Kommentar von Helmut Frenzel

18. März 2021. – In der vergangenen Woche erschien auf dieser Seite ein Artikel, der sich mit der Frage befasste, ob das Spekulationsgeschäft der Stadt Dorsten mit dem Namen „Forward Zahlerswap“ überhaupt zulässig war (Link s. u.). Der Zinsswap aus 2009 wird in die Annalen der Stadt eingehen, weil er der Stadt den bisher höchsten Verlust bei einem einzelnen Finanzgeschäft beschert. Er beläuft sich mittlerweile auf 12,9 Millionen Euro, davon alleine 4,1 Millionen im Haushaltsjahr 2020. Das ist schlimm genug. In dem Artikel ging es jedoch um mehr. Er handelt davon, ob das Geschäft überhaupt zulässig war. Der zentrale Punkt dabei ist, ob der Zinsswap mit einem Kredit verknüpft ist oder nicht. Für die Sitzung des Haupt- und Finanzausschusses (HFA) in dieser Woche hatte die AfD unter Bezugnahme auf den Artikel in Dorsten-transparent Anträge gestellt, die zur Aufklärung des Sachverhalts beitragen sollten. Sie wurden, um es vorwegzunehmen, mit den Stimmen aller Ausschussmitglieder mit Ausnahme des Antragstellers abgelehnt. Bis es so weit war, ging es ziemlich hoch her.

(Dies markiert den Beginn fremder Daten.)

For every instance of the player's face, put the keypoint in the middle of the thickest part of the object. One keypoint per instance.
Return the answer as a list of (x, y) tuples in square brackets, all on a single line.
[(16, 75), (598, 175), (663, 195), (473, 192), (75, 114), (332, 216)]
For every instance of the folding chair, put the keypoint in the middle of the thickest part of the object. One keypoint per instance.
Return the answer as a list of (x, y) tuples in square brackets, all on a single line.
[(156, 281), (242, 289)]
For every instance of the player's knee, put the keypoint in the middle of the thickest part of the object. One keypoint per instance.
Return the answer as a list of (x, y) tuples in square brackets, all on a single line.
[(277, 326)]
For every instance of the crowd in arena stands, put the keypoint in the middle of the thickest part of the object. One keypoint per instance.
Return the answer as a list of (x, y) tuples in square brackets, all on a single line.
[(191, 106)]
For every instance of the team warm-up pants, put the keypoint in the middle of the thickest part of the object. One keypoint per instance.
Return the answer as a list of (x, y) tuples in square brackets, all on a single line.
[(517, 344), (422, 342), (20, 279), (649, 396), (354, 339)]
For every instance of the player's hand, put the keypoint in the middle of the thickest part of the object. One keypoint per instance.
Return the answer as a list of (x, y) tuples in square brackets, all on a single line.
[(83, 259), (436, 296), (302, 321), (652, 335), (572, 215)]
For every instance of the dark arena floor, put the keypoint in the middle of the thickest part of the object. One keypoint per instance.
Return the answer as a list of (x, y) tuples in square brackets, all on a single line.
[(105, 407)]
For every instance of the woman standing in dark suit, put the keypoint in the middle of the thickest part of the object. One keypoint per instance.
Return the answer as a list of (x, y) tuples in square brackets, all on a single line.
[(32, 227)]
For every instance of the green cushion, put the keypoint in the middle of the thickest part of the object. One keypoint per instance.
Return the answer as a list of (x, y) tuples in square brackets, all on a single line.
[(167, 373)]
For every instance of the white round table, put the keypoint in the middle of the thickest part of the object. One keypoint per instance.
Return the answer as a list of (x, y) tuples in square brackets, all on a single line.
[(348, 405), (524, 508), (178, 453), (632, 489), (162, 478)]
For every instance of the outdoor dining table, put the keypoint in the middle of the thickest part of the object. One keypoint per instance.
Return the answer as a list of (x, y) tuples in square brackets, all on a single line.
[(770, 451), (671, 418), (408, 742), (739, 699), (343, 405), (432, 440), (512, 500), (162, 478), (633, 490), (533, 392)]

Auf Widersprüchlichkeiten wurde nicht eingegangen

Bernd Schwane (CDU), 2009 Mitglied des HFA, warf dem Antragsteller von der AfD, Heribert Leineweber, vor, es gebe keine Grundlage, das Geschäft als rechtswidrig einzustufen. Es gehe ihm nur darum, die AfD als einzige Opposition im Rat zu inszenieren. Dabei ließ Schwane durchblicken, dass sein Vorwurf sich auch gegen den Autor des Artikels auf Dorsten-transparent richtete, ohne dessen Namen zu nennen. Das Swapgeschäft sei mit einem Kredit verbunden und deswegen zulässig gewesen. Damit das auch jeder kapiert, wiederholte es Schwane mehrmals. Warum er daraus einen Vorwurf gegen Dorsten-transparent machte, erschließt sich allerdings nicht. Denn wer den Artikel liest, findet genau das, was Schwane so vehement vorbrachte: Wenn der Zinsswap mit einem Kredit verbunden ist, dann handelt es sich um ein zulässiges Geschäft. Nichts anderes wird dort gesagt. In den Berichtsvorlagen an den HFA hatte die Verwaltung es so dargestellt, dass es einen Kredit gibt und auch Konditionen genannt. Aber nun steht in der Vorlage zur aktuellen Sitzung des HFA dieser Satz: Bei dem 2009 abgeschlossenen kündbaren Forward Zahlerswap „… handelt es sich nicht um einen Kredit.“ Das ist der zentrale Punkt, um den es in dem Artikel geht. Die Aussage in der Berichtsvorlage steht unverkennbar im Widerspruch zu der bisherigen Darstellung der Verwaltung. Schwane, dem die Widersprüchlichkeit ohne Zweifel bewusst war, ist auf diese neue Lage mit keinem Wort eingegangen. Er hat es vorgezogen, Nebelkerzen zu werfen und auf die Frevler loszugehen, die eine Aufklärung fordern – frei nach dem Motto Angriff ist die beste Verteidigung. Wenn es aber keinen Kredit gibt, ist es legitim zu verlangen, dass die Zulässigkeit des Spekulationsgeschäfts überprüft wird, und kein Fall von Ketzerei.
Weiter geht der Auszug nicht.